If you read my annotation on The Birds, you know Tippi Hedren is not my favorite actress. But, compared to her lackluster performance in The Birds, she shines here. It’s the script in Marnie that I have trouble with. When this one came out in 1964, it didn’t do as well as expected and was not raved by the critics. As with Vertigo, both the public opinion but mostly the critical opinion, time has been kind with Marnie. Some critics now hail it as one (with Vertigo) of Hitchcock’s masterpieces. I would not go that far. Yes, Hedren is better, but she’s still not good enough to carry a film. The plus here is that unlike The Birds’ Rod Taylor (who is just so-so), Sean Connery provides a stronger counterpart for Hedren’s weak-ish acting. But, a masterpiece? Have these critics seen Notorious or Shadow of a Doubt? As I said, Marnie’s biggest issue, in my humble opinion, is the script. The screenplay here is lagging considerably, especially in the middle. The film starts off well and moves along at a good pace. Then, somewhere around the time Connery begins helping Hedren with her many problems, the story almost comes to a halt. Hitchcock saves it with a tense ending, but I admit I do expect more from The Master than just a good beginning and ending. So, you might be asking, why do I keep writing reviews for films that I’m not in love with? Well, first of all, I like them. They are great movies. They are just not up to Hitchcock’s usual HIGH standards.

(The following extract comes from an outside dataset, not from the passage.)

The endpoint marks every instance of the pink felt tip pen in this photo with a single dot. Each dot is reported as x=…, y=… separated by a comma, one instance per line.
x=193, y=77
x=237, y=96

In Dial M for Murder, Hitchcock shoots an entire film on one set. In Rope, he not only just uses one set, he also experiments with long takes…using only 5 or 6 takes to complete a full-length feature. Where did he get these ideas from…? Well, in 1944, four years before Rope and ten years before Dial M For Murder, there was Lifeboat. Based on a John Steinbeck story, this film takes place IN A BOAT at sea. A ship has gone done (it happens before the movie even begins) and we see Tallulah Bankhead in a small-ish dingy, adrift. As the film progresses, more and more people find their way to the lifeboat, including a German, who might or might not be captain of the ship that bombed the American ship, sinking it. For an hour and a half, this film deals with the way these people all get together and relate with each other and the impending doom they face if not rescued. A well done, thought provoking film…that is more drama than thriller, but tense enough to be something from The Master of Suspense.
I think the main problem I have with The Birds is Tippi Hedren. I honestly don’t think she works in this movie. I think she evolves some and is better in her second Hitchcock film, Marnie, but here, she’s stiff and very unnatural. Hitchcock apparently saw her in a TV commercial and, in his quest to find a perfect replacement for his favorite leading lady, Grace Kelly, thought Tippi would fit the bill. Really, Mr. Hitchcock? Tippi couldn’t even polish Princess Grace’s shoes in The Birds. Oh well, what’s done is done. Tippi plays a spoiled San Francisco woman who meets an attractive man by happenstance and ends up following him to his mother’s home on the Northern coast of California. Shortly after she arrives, local birds begin to congregate and behave strangely. Eventually, this strange behavior turns into an all-out war, with all types of birds attacking the humans. For suspense, this one is top notch. But, between Tippi’s “off” performance and the dated look of some of the bird scenes (in 1963, the technology Hitchcock used was cutting edge), this one is not one of my favorites in Hitchcock’s long list of classics. But, I still love it.